# 02 Deep Learning Theory
## Dr. Tristan Behrens

In the following we will lean about the essential Deep Learning building blocks. We will learn 

- when ANNs are really deep, and
- about the purpose of activation functions.

## Supervised vs. Unsupervised Learning vs. Reinforcement Learning.

| Supervised Learning        | Unsupervised Learning            | Reinforcement Learning                 |
| -------------------------- | -------------------------------- | -------------------------------------- |
| mapping inputs to outputs  | looks for undiscovered patterns  | agents act in environments             |
| classification with labels | no labels/targets                | maximizing a cumulative reward         |
| regression with targets    | principal component analysis     | balances exploration and exploitation  |
| optimize and generalize    | clustering                       | Markov Decision Processes              |

## Data Preprocessing.

Relevant steps:

- Data acquisition.
- Analysis/visualization.
- Cleaning.
- Balancing.
- Normalization/standardization.
- Encoding.

Important concept: Mechanical Turk [sic!].
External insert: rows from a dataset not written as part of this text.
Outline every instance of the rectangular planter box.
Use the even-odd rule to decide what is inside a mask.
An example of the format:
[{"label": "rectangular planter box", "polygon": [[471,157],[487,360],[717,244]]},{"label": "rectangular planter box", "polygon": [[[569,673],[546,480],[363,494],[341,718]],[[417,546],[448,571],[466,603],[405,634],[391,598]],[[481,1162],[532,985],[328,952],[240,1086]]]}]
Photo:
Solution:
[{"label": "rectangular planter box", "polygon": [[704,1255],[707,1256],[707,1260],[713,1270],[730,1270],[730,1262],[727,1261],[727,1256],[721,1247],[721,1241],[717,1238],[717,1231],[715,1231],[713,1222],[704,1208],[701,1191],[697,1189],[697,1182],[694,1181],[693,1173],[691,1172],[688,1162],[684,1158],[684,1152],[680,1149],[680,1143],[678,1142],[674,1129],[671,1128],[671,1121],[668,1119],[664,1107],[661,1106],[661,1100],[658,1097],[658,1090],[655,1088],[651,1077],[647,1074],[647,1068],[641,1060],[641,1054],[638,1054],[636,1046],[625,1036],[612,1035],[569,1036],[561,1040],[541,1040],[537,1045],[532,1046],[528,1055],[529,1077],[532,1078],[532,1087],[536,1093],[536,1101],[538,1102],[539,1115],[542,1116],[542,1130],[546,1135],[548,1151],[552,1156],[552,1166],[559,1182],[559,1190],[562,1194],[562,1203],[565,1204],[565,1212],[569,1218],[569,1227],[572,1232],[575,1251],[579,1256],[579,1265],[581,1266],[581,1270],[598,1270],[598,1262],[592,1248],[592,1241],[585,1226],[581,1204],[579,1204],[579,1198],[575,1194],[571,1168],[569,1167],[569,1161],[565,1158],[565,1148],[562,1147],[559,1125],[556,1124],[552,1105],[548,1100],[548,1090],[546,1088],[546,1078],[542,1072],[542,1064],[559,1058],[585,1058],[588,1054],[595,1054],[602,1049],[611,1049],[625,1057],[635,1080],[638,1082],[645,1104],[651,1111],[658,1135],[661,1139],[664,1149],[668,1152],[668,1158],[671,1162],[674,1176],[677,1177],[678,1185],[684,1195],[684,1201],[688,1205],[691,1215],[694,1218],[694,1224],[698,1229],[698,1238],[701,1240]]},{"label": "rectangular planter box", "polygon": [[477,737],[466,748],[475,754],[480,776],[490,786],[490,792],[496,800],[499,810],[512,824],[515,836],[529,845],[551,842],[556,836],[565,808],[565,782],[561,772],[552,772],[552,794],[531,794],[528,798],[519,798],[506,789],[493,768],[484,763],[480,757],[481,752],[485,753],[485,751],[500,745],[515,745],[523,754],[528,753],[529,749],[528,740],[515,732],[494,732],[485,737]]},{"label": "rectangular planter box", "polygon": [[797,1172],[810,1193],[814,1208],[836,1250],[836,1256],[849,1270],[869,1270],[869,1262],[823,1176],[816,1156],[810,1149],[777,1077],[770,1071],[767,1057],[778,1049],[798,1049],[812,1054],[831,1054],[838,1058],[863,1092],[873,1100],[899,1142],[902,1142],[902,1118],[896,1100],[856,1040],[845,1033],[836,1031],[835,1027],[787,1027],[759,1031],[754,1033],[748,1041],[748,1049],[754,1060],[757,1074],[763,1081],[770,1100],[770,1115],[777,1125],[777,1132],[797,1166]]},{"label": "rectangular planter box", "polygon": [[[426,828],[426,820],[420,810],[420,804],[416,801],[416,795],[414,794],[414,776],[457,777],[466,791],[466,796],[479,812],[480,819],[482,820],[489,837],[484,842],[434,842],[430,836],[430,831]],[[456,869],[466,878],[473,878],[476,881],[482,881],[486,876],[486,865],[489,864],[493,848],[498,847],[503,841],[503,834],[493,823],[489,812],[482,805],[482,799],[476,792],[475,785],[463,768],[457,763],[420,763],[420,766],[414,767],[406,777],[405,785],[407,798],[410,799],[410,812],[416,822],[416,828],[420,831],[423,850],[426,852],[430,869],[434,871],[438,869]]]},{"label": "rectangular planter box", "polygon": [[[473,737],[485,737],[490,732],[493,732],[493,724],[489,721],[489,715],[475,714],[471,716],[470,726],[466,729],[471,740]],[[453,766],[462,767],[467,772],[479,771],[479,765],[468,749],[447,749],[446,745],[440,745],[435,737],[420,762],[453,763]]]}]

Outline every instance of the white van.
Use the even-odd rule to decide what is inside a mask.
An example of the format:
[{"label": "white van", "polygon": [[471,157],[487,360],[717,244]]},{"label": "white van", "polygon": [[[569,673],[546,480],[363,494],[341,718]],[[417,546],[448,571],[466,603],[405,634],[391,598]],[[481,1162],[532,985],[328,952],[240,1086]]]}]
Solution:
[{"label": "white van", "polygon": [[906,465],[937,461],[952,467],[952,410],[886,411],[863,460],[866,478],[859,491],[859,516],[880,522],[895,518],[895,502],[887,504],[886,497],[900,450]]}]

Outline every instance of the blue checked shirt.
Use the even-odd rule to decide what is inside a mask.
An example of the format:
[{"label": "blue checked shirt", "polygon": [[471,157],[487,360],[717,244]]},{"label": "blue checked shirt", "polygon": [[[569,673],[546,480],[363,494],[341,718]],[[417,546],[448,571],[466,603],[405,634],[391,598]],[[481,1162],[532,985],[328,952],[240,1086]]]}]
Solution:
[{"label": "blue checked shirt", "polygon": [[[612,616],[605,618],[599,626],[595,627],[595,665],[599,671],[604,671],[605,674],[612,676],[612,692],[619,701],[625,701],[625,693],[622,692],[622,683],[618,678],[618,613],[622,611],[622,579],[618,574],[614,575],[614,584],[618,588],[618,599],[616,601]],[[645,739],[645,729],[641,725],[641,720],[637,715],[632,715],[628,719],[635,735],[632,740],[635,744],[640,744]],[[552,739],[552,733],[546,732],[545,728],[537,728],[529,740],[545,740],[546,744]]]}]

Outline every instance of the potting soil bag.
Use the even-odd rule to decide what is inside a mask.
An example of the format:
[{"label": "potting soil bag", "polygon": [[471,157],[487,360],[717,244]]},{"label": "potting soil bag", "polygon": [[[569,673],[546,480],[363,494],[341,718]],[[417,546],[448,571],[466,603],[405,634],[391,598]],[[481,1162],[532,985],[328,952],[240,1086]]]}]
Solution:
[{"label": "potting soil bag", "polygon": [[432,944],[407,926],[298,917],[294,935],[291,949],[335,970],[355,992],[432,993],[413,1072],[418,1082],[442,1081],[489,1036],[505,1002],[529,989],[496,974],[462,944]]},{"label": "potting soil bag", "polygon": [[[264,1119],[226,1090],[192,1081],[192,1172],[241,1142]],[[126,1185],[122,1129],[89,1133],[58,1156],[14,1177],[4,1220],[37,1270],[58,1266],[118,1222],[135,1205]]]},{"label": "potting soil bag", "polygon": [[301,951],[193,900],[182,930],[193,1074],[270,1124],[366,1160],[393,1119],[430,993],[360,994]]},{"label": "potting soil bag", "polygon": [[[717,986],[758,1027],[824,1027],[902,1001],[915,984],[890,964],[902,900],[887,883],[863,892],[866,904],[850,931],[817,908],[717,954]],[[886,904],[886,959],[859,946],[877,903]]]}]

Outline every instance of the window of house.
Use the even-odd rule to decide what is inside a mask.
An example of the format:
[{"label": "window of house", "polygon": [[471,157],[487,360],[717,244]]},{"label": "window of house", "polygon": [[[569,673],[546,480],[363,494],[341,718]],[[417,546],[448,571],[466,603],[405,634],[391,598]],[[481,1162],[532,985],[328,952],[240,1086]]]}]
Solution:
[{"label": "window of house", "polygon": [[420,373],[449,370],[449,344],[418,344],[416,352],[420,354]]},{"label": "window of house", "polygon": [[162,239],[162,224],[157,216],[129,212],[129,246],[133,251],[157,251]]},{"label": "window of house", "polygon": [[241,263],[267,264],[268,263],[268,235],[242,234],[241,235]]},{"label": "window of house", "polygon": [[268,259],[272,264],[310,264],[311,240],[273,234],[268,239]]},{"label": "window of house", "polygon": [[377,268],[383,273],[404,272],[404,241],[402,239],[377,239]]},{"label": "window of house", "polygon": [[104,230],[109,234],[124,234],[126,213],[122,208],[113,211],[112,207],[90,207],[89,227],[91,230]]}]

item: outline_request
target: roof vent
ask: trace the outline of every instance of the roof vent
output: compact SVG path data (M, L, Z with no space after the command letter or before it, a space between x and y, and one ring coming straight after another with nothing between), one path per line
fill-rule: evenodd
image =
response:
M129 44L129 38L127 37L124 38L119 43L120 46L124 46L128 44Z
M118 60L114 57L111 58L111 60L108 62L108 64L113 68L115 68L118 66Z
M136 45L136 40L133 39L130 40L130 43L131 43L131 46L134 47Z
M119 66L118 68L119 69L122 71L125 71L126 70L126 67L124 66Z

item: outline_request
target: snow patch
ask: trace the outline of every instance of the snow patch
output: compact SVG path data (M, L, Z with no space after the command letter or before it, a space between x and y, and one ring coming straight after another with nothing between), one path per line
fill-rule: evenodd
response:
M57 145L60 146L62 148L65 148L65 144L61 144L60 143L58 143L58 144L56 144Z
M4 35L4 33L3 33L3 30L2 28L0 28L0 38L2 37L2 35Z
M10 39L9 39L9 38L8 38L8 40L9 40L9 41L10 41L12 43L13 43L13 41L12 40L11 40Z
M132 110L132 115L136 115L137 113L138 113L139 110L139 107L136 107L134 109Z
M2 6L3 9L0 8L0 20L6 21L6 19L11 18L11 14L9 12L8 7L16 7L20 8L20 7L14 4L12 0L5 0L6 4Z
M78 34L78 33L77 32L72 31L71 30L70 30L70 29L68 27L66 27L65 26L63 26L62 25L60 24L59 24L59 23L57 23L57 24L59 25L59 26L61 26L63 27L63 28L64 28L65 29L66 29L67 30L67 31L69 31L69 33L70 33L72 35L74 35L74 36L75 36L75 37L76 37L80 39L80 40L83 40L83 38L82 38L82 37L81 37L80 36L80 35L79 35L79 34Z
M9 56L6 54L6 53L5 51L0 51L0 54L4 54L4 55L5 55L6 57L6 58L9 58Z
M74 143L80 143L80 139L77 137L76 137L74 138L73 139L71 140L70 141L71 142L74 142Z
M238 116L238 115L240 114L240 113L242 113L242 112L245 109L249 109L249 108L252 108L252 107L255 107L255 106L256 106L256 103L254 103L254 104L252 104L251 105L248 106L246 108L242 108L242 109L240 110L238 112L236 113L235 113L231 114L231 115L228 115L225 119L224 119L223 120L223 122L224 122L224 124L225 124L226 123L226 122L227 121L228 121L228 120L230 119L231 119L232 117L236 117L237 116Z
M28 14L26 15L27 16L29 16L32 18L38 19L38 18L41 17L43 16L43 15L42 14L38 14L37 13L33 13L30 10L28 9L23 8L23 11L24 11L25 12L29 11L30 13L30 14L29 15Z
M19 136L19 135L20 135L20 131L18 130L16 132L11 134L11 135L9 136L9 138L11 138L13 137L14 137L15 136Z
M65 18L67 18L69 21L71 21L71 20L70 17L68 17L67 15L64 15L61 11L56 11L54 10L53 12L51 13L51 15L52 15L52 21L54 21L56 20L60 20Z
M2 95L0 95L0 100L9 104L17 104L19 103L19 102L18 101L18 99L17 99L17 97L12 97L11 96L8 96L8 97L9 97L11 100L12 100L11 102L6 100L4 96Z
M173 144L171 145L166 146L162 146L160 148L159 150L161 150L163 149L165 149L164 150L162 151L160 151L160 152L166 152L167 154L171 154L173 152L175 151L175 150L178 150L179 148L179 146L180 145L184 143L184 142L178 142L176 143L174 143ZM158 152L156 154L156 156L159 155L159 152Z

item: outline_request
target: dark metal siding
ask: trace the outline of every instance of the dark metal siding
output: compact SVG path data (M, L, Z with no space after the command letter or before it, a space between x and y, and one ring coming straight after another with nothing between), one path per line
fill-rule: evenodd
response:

**Question:** How much time is usually spent on data preprocessing?

## The Math behind Fully Connected Neural Networks.

In [None]:
import numpy as np
import matplotlib.pyplot as plt
import tensorflow as tf

![](https://www.researchgate.net/profile/Mohamed_Zahran6/publication/303875065/figure/fig4/AS:371118507610123@1465492955561/A-hypothetical-example-of-Multilayer-Perceptron-Network.png)
(Image copyright Mohamed Zahran)

---

**Question:** Why do we want to have multiple layers?

---
Firstly, we define a Neural Network using TensorFlow Keras. We will keep this in mind throughout this lesson. We used a similar model for solving the MNIST problem. This model however is slightly simplified.

In [None]:
model = tf.keras.models.Sequential()
model.add(tf.keras.layers.Dense(512, input_shape=(784,)))
model.add(tf.keras.layers.Dense(10))
model.summary()

---
Let us now move away from TensorFlow and try to emulate what the model does using pure NumPy.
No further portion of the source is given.